I use the word "basket" to designate any container which will hold living plants, and which can be suspended from a support. It could be a purchased or homemade wire basket filled with pendulous tuberous begonias, achimenes, and English ivy, to be hung from the roof of a porch. It might be a bucket of blue-flowered browallia, a slatted wooden box planted with sedum, a pail of cascading fuchsias, or a pendent ivy in a coconut shell.
SITES FOR HANGING BASKETS
Suspend hanging baskets from terrace or patio standards, porch ceilings, awning frames, wooden or metal tripods, overhanging eaves, or from tree branches. Hang them from brackets on walls, fences, posts, or from ornamental grillwork. Hang them from wire hooks in greenhouses, lath houses, and sun porches. Suspend small baskets such as raffia-wound jugs, cans, or pots from screw eyes or brackets in any room. Paint a bird cage to harmonize with interior decor, and plant it with greenery or flowers to match or contrast with the color scheme.
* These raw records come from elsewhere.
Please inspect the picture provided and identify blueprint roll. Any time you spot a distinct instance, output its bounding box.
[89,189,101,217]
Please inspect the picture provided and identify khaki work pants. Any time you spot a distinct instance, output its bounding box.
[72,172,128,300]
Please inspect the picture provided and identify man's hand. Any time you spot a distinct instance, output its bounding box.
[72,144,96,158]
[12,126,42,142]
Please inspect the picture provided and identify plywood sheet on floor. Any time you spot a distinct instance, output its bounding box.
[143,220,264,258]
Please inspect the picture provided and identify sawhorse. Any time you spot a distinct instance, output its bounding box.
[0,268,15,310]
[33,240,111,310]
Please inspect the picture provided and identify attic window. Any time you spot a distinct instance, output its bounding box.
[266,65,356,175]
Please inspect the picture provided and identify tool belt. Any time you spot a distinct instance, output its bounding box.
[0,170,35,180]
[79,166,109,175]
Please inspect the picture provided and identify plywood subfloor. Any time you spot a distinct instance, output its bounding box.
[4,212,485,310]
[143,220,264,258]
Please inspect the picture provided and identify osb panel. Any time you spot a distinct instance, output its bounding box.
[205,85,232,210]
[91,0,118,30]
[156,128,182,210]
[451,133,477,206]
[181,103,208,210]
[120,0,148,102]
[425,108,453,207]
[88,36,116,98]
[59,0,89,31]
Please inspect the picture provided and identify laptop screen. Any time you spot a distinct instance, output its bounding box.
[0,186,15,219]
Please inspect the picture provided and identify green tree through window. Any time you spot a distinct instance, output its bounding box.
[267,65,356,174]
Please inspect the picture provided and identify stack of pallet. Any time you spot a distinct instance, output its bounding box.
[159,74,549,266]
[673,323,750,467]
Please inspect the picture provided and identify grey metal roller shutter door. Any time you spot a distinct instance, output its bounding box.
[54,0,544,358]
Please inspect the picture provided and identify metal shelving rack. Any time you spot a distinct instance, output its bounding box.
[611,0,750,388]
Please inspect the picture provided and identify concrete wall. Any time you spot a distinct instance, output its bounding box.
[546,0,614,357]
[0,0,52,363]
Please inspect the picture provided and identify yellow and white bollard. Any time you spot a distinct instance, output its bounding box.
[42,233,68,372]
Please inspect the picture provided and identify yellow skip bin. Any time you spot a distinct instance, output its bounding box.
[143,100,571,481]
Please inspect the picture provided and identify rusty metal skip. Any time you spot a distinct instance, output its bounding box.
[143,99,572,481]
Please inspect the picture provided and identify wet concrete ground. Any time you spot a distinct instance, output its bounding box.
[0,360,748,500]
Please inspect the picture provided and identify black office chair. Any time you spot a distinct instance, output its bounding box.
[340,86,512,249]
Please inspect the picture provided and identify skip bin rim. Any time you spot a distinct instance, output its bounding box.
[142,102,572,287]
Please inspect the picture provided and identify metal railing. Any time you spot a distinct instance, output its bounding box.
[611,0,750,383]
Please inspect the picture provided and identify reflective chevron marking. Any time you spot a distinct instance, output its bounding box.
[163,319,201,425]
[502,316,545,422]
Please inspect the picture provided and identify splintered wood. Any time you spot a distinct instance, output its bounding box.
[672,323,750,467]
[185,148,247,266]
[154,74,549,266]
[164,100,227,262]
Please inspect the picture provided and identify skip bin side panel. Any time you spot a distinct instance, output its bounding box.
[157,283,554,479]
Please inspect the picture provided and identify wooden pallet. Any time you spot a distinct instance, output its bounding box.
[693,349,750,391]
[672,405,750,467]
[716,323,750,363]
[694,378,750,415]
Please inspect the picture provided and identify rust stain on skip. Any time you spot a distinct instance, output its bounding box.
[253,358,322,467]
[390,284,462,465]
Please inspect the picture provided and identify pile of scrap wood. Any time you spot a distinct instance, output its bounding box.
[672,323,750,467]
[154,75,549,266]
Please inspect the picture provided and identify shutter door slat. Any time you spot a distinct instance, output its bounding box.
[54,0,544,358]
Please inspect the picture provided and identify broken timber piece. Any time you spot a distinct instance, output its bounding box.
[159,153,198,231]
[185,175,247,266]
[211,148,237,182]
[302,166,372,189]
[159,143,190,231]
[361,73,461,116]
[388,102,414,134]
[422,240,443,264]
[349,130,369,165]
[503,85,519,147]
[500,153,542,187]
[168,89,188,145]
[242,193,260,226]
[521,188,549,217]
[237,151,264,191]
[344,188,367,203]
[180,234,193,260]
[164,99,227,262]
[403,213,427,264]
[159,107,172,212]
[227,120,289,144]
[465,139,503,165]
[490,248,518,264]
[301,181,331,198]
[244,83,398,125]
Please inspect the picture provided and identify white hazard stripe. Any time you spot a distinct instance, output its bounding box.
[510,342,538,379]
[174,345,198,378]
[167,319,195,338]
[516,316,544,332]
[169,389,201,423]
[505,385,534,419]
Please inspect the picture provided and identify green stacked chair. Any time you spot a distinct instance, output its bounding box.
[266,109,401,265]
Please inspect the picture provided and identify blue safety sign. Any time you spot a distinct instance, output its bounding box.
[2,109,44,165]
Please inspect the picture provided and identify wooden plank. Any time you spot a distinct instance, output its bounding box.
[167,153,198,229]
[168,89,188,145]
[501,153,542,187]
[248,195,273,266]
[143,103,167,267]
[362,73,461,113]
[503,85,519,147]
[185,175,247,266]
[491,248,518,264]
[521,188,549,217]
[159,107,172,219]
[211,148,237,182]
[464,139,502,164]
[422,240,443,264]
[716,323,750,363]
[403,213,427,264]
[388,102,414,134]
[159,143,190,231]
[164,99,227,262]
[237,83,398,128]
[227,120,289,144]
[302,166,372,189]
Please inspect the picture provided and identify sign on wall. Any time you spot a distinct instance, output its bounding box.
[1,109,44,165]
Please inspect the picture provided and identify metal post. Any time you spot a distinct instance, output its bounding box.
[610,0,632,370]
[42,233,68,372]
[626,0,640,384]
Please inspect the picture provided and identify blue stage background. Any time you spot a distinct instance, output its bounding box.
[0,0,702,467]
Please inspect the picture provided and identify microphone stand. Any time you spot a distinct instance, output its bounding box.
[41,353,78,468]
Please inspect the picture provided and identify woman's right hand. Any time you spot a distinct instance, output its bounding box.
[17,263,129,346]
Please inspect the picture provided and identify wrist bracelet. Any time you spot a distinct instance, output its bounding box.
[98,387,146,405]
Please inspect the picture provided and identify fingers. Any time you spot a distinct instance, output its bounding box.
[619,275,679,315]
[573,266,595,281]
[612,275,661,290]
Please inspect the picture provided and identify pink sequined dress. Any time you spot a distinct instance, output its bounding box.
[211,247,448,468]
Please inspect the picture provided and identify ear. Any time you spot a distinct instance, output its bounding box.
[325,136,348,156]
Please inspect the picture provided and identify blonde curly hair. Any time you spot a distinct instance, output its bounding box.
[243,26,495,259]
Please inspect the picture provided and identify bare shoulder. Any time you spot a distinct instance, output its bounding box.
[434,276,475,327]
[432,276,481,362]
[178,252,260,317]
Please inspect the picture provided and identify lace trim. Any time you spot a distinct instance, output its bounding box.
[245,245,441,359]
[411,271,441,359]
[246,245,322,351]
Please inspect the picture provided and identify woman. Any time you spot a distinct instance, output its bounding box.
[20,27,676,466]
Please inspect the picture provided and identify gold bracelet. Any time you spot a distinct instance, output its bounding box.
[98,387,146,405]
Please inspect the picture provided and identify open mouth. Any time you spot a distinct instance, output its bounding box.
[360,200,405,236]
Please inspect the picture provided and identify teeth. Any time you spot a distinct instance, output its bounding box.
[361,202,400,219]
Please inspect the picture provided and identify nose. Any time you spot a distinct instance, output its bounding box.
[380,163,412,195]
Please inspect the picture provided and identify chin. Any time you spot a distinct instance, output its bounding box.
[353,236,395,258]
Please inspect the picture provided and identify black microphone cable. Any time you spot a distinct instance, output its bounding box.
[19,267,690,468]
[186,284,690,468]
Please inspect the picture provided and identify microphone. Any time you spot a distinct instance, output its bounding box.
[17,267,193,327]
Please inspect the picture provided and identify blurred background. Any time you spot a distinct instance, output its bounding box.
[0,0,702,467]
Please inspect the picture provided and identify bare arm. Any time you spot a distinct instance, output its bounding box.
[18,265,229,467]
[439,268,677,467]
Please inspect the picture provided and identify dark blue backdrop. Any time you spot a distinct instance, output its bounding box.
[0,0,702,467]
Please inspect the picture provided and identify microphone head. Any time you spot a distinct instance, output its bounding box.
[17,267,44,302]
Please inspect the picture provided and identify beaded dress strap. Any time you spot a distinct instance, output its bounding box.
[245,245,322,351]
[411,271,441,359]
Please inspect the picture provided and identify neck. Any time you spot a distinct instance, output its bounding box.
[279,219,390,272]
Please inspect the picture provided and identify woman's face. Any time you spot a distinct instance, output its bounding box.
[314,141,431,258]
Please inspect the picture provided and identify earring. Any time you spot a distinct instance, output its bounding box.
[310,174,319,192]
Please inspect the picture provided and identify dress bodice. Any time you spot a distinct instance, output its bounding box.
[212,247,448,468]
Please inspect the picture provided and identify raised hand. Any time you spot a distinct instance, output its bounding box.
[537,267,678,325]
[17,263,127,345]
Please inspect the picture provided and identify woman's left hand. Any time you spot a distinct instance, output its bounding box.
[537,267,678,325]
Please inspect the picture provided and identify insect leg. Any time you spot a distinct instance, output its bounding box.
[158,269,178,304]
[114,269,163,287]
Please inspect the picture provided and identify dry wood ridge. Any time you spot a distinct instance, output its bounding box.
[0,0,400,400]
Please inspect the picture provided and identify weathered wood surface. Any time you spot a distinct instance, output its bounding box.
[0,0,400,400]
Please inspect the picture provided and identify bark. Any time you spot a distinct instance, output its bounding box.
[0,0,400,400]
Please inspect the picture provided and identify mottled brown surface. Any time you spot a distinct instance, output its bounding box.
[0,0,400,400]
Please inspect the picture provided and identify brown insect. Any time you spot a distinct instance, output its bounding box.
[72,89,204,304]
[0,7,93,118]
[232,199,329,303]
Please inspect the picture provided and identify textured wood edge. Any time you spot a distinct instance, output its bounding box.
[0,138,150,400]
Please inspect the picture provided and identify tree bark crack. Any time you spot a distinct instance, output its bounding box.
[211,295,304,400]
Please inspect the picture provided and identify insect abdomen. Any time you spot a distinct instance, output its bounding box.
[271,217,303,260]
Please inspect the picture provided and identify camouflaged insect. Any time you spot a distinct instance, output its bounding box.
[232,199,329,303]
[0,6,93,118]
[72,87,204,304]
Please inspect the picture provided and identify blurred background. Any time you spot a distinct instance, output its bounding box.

When you make plans to decorate with any kind of hanging basket, remember that when it is filled with moist soil and plants, strong support will be needed. Use screw eyes, eyebolts, clothesline hooks, brackets, or some type of pulley arrangement for holding the baskets. The specific kind of hardware is a matter of personal preference, as long as requirements of the location are met.
HOW TO PLANT A BASKET
Attach an aluminum tray or a plastic pot saucer to the bottom of each hanging basket indoors. Otherwise water will drip onto floors, woodwork, and furnishings.
Wire baskets or open-spaced wooden ones can be lined with sheet moss, placed green side out. If this is not immediately available, ask your florist to order some for you. A 2-inch layer
of unshredded sphagnum moss also makes a good liner. Moisten the moss and press it firmly against the sides of the container, A layer of aluminum foil or sheet plastic will keep soil from shifting through the moss and will also help the planting retain moisture. To facilitate drainage, punch holes in the foil or plastic near the bottom of the basket. The aluminum or plastic lining is not necessary where random water seepage from the basket creates no problem, as on the lawn or on a cement, brick, or stone patio surface.